Nigel shrugs. He’s been destroyed by life with newborn twins, thinks Davy, and now he’s too tired even to take umbrage. Have a dig, his dead eyes seem to say, I don’t care, as long as I can lie down.
‘Manon, can you take us through Will’s journey to Stoke and back, please?’ says Harriet.
‘We’ve got him travelling to Stoke, as he described, on Friday evening. He’s picked up by ANPR at three points on his outward journey and obviously his mother confirms his stay.’
‘Well, she would, wouldn’t she?’ mutters Harriet. ‘Sorry, carry on.’
‘She says he left her house in Stoke at 5.30 p.m. on Sunday evening. He says he took a longer route home because of Sunday roadworks, which means his journey took closer to three hours, getting him back to George Street at 8.30 p.m. He then spent half an hour searching the house for Edith, calling various people such as Helena Reed, before phoning her parents, and then us at 9 p.m. Now, we haven’t got that return journey on camera. Might be that the cameras are out on this route, we’re checking that, or that he was tailgated by a lorry or something, or that mud splashed on his plates, which prevented a reading—’

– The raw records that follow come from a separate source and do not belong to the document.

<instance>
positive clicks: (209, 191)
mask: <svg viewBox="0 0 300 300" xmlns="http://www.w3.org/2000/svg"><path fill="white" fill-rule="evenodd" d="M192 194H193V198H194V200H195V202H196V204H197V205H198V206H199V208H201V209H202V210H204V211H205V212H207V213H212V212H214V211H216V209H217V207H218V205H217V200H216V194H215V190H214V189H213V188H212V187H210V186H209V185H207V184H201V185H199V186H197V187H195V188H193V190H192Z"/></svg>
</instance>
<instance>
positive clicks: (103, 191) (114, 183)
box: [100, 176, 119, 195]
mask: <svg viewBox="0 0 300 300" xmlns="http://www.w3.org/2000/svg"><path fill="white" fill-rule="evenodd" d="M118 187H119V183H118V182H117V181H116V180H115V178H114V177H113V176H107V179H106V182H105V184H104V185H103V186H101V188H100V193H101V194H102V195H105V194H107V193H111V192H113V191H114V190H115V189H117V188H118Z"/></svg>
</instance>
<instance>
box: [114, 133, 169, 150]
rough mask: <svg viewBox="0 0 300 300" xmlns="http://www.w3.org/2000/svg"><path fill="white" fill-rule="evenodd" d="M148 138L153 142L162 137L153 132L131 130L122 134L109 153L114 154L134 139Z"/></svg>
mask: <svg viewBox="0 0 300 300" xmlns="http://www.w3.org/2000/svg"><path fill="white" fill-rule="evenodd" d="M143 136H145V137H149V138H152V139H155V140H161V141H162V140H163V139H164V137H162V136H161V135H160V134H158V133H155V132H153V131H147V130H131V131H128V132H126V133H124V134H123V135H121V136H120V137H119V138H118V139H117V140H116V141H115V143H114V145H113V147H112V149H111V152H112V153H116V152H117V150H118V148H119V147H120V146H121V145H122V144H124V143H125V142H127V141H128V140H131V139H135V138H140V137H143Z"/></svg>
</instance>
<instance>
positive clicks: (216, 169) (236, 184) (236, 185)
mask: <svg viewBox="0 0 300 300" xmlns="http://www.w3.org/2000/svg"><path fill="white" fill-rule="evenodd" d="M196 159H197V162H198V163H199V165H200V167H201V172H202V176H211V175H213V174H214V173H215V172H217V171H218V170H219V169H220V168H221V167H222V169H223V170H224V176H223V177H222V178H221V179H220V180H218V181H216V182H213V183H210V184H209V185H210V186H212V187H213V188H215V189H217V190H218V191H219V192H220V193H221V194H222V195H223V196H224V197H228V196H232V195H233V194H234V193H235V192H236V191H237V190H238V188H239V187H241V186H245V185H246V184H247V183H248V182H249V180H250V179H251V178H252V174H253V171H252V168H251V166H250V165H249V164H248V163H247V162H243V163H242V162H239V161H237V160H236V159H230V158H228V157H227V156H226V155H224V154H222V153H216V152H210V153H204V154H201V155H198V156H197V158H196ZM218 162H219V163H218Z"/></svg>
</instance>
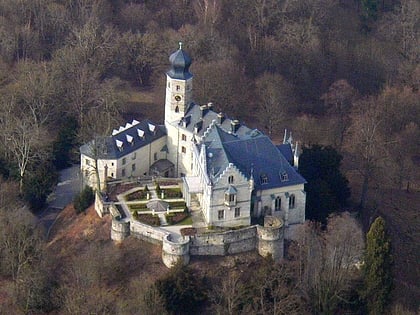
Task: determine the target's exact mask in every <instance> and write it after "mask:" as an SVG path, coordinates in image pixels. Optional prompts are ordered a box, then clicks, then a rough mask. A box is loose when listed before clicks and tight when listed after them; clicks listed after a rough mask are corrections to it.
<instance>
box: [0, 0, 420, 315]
mask: <svg viewBox="0 0 420 315" xmlns="http://www.w3.org/2000/svg"><path fill="white" fill-rule="evenodd" d="M419 16H420V3H419V1H418V0H381V1H379V0H305V1H296V0H0V91H1V92H0V130H1V131H2V133H1V135H0V143H1V146H0V218H1V222H0V230H1V232H0V254H1V263H0V284H2V285H0V288H1V287H3V288H4V289H1V290H0V305H2V306H0V312H5V313H6V312H8V313H22V314H31V313H37V314H39V313H46V314H47V313H53V314H56V313H60V314H61V313H62V314H92V313H94V314H97V313H101V314H117V313H119V314H149V313H150V314H164V313H165V312H167V313H169V314H182V313H187V312H186V311H185V309H189V310H191V312H193V311H195V310H196V307H197V305H199V304H202V305H204V306H202V308H201V309H200V308H199V310H200V311H201V312H202V313H208V314H305V312H306V313H308V314H336V313H337V312H338V310H345V311H347V312H348V314H364V312H365V311H366V307H367V309H369V313H371V314H382V313H381V312H376V313H375V312H374V311H372V309H374V308H375V306H372V305H373V304H372V303H373V302H372V301H370V302H369V299H368V300H366V299H365V300H364V301H362V300H363V296H364V293H361V292H362V291H363V290H362V291H361V289H360V287H361V286H363V285H362V284H361V282H363V281H362V280H361V278H360V276H359V277H357V276H356V275H355V274H354V273H348V272H349V271H348V270H346V271H345V272H346V273H343V274H341V275H340V276H343V277H338V278H336V279H335V280H334V279H313V278H311V277H310V275H311V274H314V273H321V274H322V273H326V271H325V270H328V269H325V268H333V267H334V266H327V265H328V264H327V263H326V262H327V261H328V259H327V258H326V257H324V256H323V255H326V253H329V252H330V250H331V248H335V247H331V246H333V245H331V244H338V243H339V242H338V243H337V240H339V241H343V239H344V240H345V239H347V238H348V234H345V232H346V233H356V232H355V231H354V230H353V228H354V225H357V224H359V225H361V226H362V230H363V235H360V239H361V243H363V239H366V238H368V236H366V235H365V232H367V231H368V230H369V227H370V226H371V225H372V227H373V226H374V224H372V223H373V222H376V220H375V219H376V217H378V216H381V217H383V218H385V221H386V225H387V227H388V232H389V233H390V237H391V241H392V244H393V246H392V254H393V259H394V263H393V264H394V273H393V275H394V278H395V279H394V290H393V293H392V295H391V296H392V300H390V299H391V298H388V299H387V301H386V302H387V303H385V302H384V303H383V304H384V305H385V304H387V311H388V312H390V314H414V313H412V312H416V311H417V310H418V309H419V304H418V300H419V298H418V297H419V296H420V289H419V286H418V283H419V279H420V275H419V270H418V269H419V268H418V263H416V262H417V261H420V257H419V254H417V253H420V248H419V246H420V245H419V242H418V238H416V236H418V235H419V228H418V226H419V224H418V222H419V220H418V217H417V213H416V211H417V210H418V209H417V210H416V209H415V206H416V204H417V205H418V204H419V202H420V201H419V200H420V196H419V191H420V130H419V125H420V104H419V103H420V102H419V99H420V90H419V89H420V65H419V61H420V19H419ZM179 42H182V43H183V48H184V49H185V50H186V51H187V52H188V54H189V55H190V56H191V57H192V58H193V64H192V67H191V72H192V73H193V74H194V99H195V101H196V102H197V103H203V104H205V103H207V102H212V103H213V104H214V107H215V108H216V110H217V111H222V112H224V113H227V114H228V115H229V116H231V117H233V118H236V119H239V120H241V121H243V122H245V123H246V124H247V125H250V126H252V127H255V128H258V129H260V130H262V131H263V132H265V133H266V134H267V135H269V136H270V137H272V139H273V141H275V142H276V141H277V142H280V141H281V139H282V136H283V133H284V129H285V128H287V129H288V130H291V131H292V132H293V138H294V139H295V140H297V141H299V144H300V145H301V146H302V147H303V148H304V149H303V153H302V155H303V156H305V151H306V154H307V155H308V154H310V153H311V154H316V153H317V150H318V151H319V150H321V151H322V152H324V153H325V152H329V154H330V155H328V157H329V158H331V159H333V160H328V161H329V162H328V161H327V164H328V163H330V162H331V161H332V162H331V163H334V165H335V166H336V167H337V168H340V172H341V173H342V174H344V175H343V176H345V178H344V179H343V178H341V177H340V178H339V179H337V178H338V177H334V178H332V177H331V176H330V177H329V178H326V179H324V178H321V177H320V176H317V175H316V174H315V175H314V173H311V172H312V171H311V170H310V169H307V170H306V172H308V173H306V174H307V175H308V176H312V175H313V177H314V181H311V182H309V183H308V185H309V186H308V189H309V190H308V191H307V192H308V199H311V200H316V199H317V196H319V195H328V196H332V195H334V185H335V184H334V183H337V182H335V180H339V181H340V183H343V182H346V181H347V180H348V183H349V188H350V189H351V196H350V190H349V191H348V192H346V193H345V194H344V195H335V197H334V198H336V199H334V198H331V199H329V200H331V203H329V204H316V203H312V204H311V206H310V207H312V208H311V209H308V210H307V211H308V213H311V215H310V216H309V217H310V218H311V219H313V220H315V221H321V223H322V227H320V226H319V224H317V223H316V222H314V223H312V224H308V227H307V228H306V229H305V230H304V231H303V232H302V235H303V237H304V236H305V235H308V233H314V234H313V235H316V237H315V236H313V237H312V238H311V237H309V239H313V241H314V242H315V243H316V242H318V243H317V244H315V245H314V246H315V247H316V248H318V249H319V251H318V252H317V253H316V255H321V256H319V257H321V258H320V259H319V261H324V262H325V265H322V264H321V265H319V264H317V265H316V266H315V265H314V266H312V267H313V268H314V269H313V270H310V269H308V268H309V265H311V264H310V263H309V262H310V261H311V260H309V259H308V257H306V256H305V255H306V254H305V253H307V252H305V251H304V250H303V249H302V247H299V246H297V247H296V244H291V245H290V257H289V258H288V262H285V263H284V264H279V265H278V266H276V267H275V268H270V267H269V266H271V265H270V262H267V261H261V260H258V259H257V260H256V261H255V262H254V263H244V262H243V261H240V260H241V258H238V261H239V262H237V263H236V262H234V263H232V264H233V266H231V265H229V264H228V265H229V266H230V267H226V268H227V270H229V272H228V273H227V274H228V277H226V278H225V279H223V281H221V279H222V278H223V276H222V273H223V268H224V267H223V265H222V266H221V267H220V268H213V269H214V270H213V269H212V268H211V267H208V268H207V269H205V267H203V266H201V267H197V265H200V263H198V262H197V263H196V264H193V265H192V266H191V267H188V268H190V269H191V270H188V268H186V269H187V270H186V269H185V267H179V268H177V269H176V270H174V271H170V272H168V271H165V272H164V273H165V277H160V278H159V274H158V273H156V274H154V273H153V272H150V274H149V275H148V274H146V273H145V272H141V270H134V269H132V268H133V267H132V266H131V267H130V266H129V265H128V263H127V262H128V261H130V259H137V260H138V261H141V262H143V263H144V259H145V258H144V257H138V256H139V255H138V253H136V255H137V256H132V255H131V254H130V253H131V252H136V251H138V249H137V250H136V249H133V248H134V247H135V245H133V244H131V243H130V244H129V245H124V246H123V247H122V248H120V249H119V250H118V249H117V248H112V247H111V246H110V245H109V244H107V243H106V241H105V240H102V241H100V242H92V243H94V244H92V245H89V246H88V247H86V248H85V249H84V252H83V254H82V255H79V257H67V256H65V255H61V256H62V257H65V259H64V258H63V261H59V260H58V259H57V258H52V256H53V255H54V254H57V253H56V251H57V249H56V248H55V250H51V247H50V246H48V243H47V240H45V239H44V237H43V232H42V231H40V229H39V227H38V226H37V224H36V222H35V221H36V220H35V219H34V216H33V214H37V213H39V211H41V210H42V209H43V208H44V207H45V204H46V200H47V196H48V195H49V193H51V191H52V190H53V187H54V186H55V184H56V183H57V181H58V173H57V172H58V171H59V170H60V169H63V168H65V167H67V166H69V165H72V164H74V163H77V162H78V159H79V153H78V148H79V146H80V145H81V144H82V143H85V142H86V141H87V140H89V139H92V138H93V137H96V136H103V135H107V134H110V133H111V131H112V129H113V128H114V127H116V126H119V125H120V124H123V123H124V122H125V120H126V119H131V118H135V119H143V118H150V119H152V120H154V121H155V122H157V123H162V122H163V107H164V106H163V104H164V84H165V75H164V73H165V71H167V69H168V65H169V62H168V57H169V55H170V54H171V53H172V52H173V51H175V50H176V49H177V48H178V45H179V44H178V43H179ZM331 152H332V153H331ZM324 162H325V161H324ZM320 163H322V161H321V162H320ZM311 174H312V175H311ZM340 176H341V175H340ZM327 177H328V176H327ZM311 184H312V186H311ZM332 204H333V206H332ZM312 205H313V206H312ZM318 210H319V211H324V212H323V214H322V217H317V214H318V213H320V212H319V211H318ZM335 210H337V211H338V210H353V211H355V212H357V218H358V220H357V222H353V221H352V220H351V219H348V220H347V222H353V223H354V224H353V223H351V224H350V223H349V224H344V223H343V221H342V218H343V217H342V216H336V215H333V216H331V217H329V218H328V215H330V214H331V212H335ZM310 211H312V212H310ZM417 212H418V211H417ZM312 214H313V215H312ZM343 215H344V214H343ZM79 216H83V214H80V215H79ZM327 218H328V219H327ZM79 219H80V217H79ZM92 220H93V219H92ZM416 223H417V224H416ZM340 224H342V225H340ZM381 224H382V225H383V224H384V223H381ZM378 225H379V224H378ZM382 225H381V226H382ZM337 226H345V227H346V228H345V229H344V228H340V229H338V230H339V231H342V233H336V234H334V233H333V232H331V231H337ZM352 231H353V232H352ZM378 233H379V232H378ZM340 237H342V238H340ZM356 238H357V237H355V239H356ZM306 239H308V238H306ZM130 242H134V241H130ZM305 244H306V243H305ZM397 245H398V246H397ZM130 246H133V248H131V251H130V250H129V249H130ZM137 246H140V248H141V249H142V250H144V252H145V253H148V251H151V250H152V249H150V248H149V247H148V246H150V245H147V244H143V243H141V244H140V245H138V244H137ZM334 246H335V245H334ZM354 246H355V248H356V247H357V248H359V247H358V246H360V244H359V243H358V244H354ZM368 247H369V242H367V245H366V248H367V249H368ZM384 247H386V246H385V245H384ZM359 249H360V248H359ZM347 253H348V254H349V255H351V252H347ZM130 255H131V256H130ZM59 256H60V255H59ZM94 257H102V258H104V260H105V261H108V262H109V264H107V265H106V266H105V267H103V266H99V265H98V264H97V263H96V262H95V259H94ZM134 257H135V258H134ZM315 257H316V256H315ZM305 259H306V261H305ZM366 259H367V258H366ZM139 264H140V262H139ZM144 264H146V263H144ZM238 264H239V266H244V265H246V267H247V268H249V269H247V270H248V271H249V270H257V271H258V272H256V273H255V274H254V275H253V277H254V278H252V277H251V276H250V275H249V274H248V275H246V276H245V274H241V272H245V273H246V270H245V271H244V270H242V269H241V268H242V267H240V268H239V267H237V265H238ZM253 264H255V265H253ZM115 265H120V267H122V266H126V267H127V268H128V271H127V272H131V273H136V272H137V274H136V275H135V277H134V278H132V280H131V281H129V280H127V279H128V277H127V275H125V277H126V278H127V279H126V278H124V279H125V280H124V281H125V282H123V281H121V282H118V281H117V280H116V277H115V273H118V272H119V273H121V272H122V271H121V269H118V268H117V269H116V270H115V269H114V268H115ZM129 267H130V268H131V269H130V268H129ZM107 268H108V269H107ZM156 268H158V267H156ZM200 268H201V269H200ZM316 268H318V269H316ZM322 268H324V269H322ZM240 269H241V270H240ZM145 270H148V271H150V270H149V269H148V268H145ZM203 270H204V271H203ZM209 270H212V271H213V272H212V273H211V274H210V273H209V272H210V271H209ZM327 273H328V272H327ZM151 274H154V275H155V277H153V276H151ZM203 274H204V275H203ZM57 275H59V276H57ZM191 275H195V277H194V278H191ZM199 275H201V276H199ZM206 277H208V278H206ZM143 278H144V279H143ZM146 278H147V280H146ZM343 278H344V280H343ZM142 279H143V280H142ZM177 279H182V281H183V282H184V283H189V284H190V285H191V287H187V289H185V290H181V288H179V285H180V284H179V281H178V280H177ZM209 279H210V280H211V279H213V281H210V280H209ZM273 279H275V281H274V280H273ZM337 279H340V282H339V283H338V282H335V284H334V285H336V286H335V287H334V288H335V289H331V291H329V290H322V289H323V288H324V289H325V287H323V286H322V285H320V283H321V284H324V285H326V284H328V283H329V284H328V285H327V288H330V287H333V285H332V284H331V282H328V281H333V280H334V281H336V280H337ZM200 281H204V282H210V283H211V285H210V286H206V285H204V284H203V283H201V282H200ZM325 281H326V282H325ZM337 281H338V280H337ZM128 282H129V285H125V283H128ZM251 284H252V285H251ZM217 285H219V286H217ZM170 287H172V288H175V289H173V290H174V291H177V290H178V291H180V292H179V294H181V296H182V299H181V298H179V296H178V297H177V298H179V301H181V300H182V301H184V302H185V303H187V304H185V305H184V306H182V304H177V303H172V302H171V301H170V298H173V296H172V297H171V296H168V295H169V294H168V290H169V289H168V288H170ZM197 288H199V289H197ZM178 291H177V292H178ZM191 292H196V293H197V294H196V295H194V296H190V295H189V294H191ZM218 292H224V293H225V294H224V295H223V296H220V295H218ZM384 296H385V295H384ZM117 297H118V301H119V303H117V302H116V300H117ZM3 301H7V302H5V303H2V302H3ZM87 301H89V303H88V302H87ZM371 302H372V303H371ZM136 303H137V304H136ZM188 303H196V304H195V305H189V304H188ZM278 303H281V305H282V307H280V306H279V305H280V304H278ZM157 305H159V306H162V308H158V307H157ZM286 306H287V307H286ZM177 307H184V309H179V308H177ZM289 307H290V308H289ZM372 307H373V308H372Z"/></svg>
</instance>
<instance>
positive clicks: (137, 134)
mask: <svg viewBox="0 0 420 315" xmlns="http://www.w3.org/2000/svg"><path fill="white" fill-rule="evenodd" d="M164 136H166V129H165V127H164V126H160V125H156V124H154V123H153V122H151V121H150V120H143V121H141V122H138V121H136V120H133V122H132V123H127V124H126V125H125V126H122V127H120V128H119V129H115V130H114V131H113V132H112V135H111V136H108V137H102V138H100V139H97V140H96V141H97V142H96V143H97V148H98V154H97V158H99V159H105V160H106V159H119V158H122V157H124V156H126V155H128V154H130V153H132V152H134V151H136V150H138V149H140V148H141V147H143V146H146V145H148V144H149V143H151V142H153V141H155V140H157V139H159V138H161V137H164ZM93 144H94V142H93V140H92V141H90V142H88V143H87V144H84V145H82V146H81V147H80V152H81V153H82V154H84V155H86V156H88V157H91V158H95V152H94V151H95V150H94V147H95V146H94V145H93Z"/></svg>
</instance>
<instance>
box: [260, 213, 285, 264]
mask: <svg viewBox="0 0 420 315" xmlns="http://www.w3.org/2000/svg"><path fill="white" fill-rule="evenodd" d="M257 234H258V241H257V250H258V254H260V255H261V256H263V257H267V256H268V255H271V256H272V257H273V259H274V261H278V260H280V259H281V258H283V255H284V225H283V221H282V220H281V219H280V218H276V217H272V216H266V217H265V218H264V226H261V225H258V226H257Z"/></svg>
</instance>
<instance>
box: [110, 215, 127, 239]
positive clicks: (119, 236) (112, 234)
mask: <svg viewBox="0 0 420 315" xmlns="http://www.w3.org/2000/svg"><path fill="white" fill-rule="evenodd" d="M128 236H130V221H129V220H121V221H120V220H117V219H115V218H113V219H112V222H111V239H112V240H113V241H117V242H121V241H123V240H124V239H126V238H127V237H128Z"/></svg>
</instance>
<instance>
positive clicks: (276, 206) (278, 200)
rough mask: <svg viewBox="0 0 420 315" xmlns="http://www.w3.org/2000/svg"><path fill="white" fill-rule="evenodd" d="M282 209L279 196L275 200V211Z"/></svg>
mask: <svg viewBox="0 0 420 315" xmlns="http://www.w3.org/2000/svg"><path fill="white" fill-rule="evenodd" d="M280 210H281V198H280V197H279V196H277V197H276V199H275V200H274V211H280Z"/></svg>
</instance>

‘Or that he was at home murdering his girlfriend,’ snorts Stuart, with rather more confidence than is merited for a first day in the office, if you ask Davy, which no one ever does.
‘Ah, Fergus,’ says Harriet. ‘The floor’s all yours.’
Fergus Kelly, a neat man in spectacles, never a speck on his suit. He has worked in the press office for ten years, including through the mayhem of Soham, which shook him more than the rest of them because it laid waste to half his contacts and all the unsaid niceties that had previously governed the flow of information.
‘So, the tabloids are well and truly on to this now,’ Fergus says, pushing his glasses up his nose. He has a fresh outbreak of acne on his chin, incongruous for a man in his forties, but understandable when you combined stress with the heavily refined carbohydrates stocked in the canteen. One of his daughters has cerebral palsy. Davy doesn’t know what’s made him think of this, but something about Fergus being under pressure doesn’t seem fair. ‘Obviously we can use the press interest to flush out information, but we need to control it – all enquiries must go through the press office. The Hinds have agreed to do a press conference at 11 a.m. tomorrow and we may wheel Will Carter out to see how much he sweats. Obviously, in the first days, the press tend to be very helpful in promoting the police line. It’s after a couple of days,’ he rubs the sweat at his brow, ‘when there’s nothing new to report, they can become quite …’ He coughs into his fist. ‘It’s important there are no leaks,’ he adds, making eye contact with every member of the team, especially the new recruit, in a way that is pleading rather than authoritative. ‘And that we stay in control, as I say, of the flow of information.’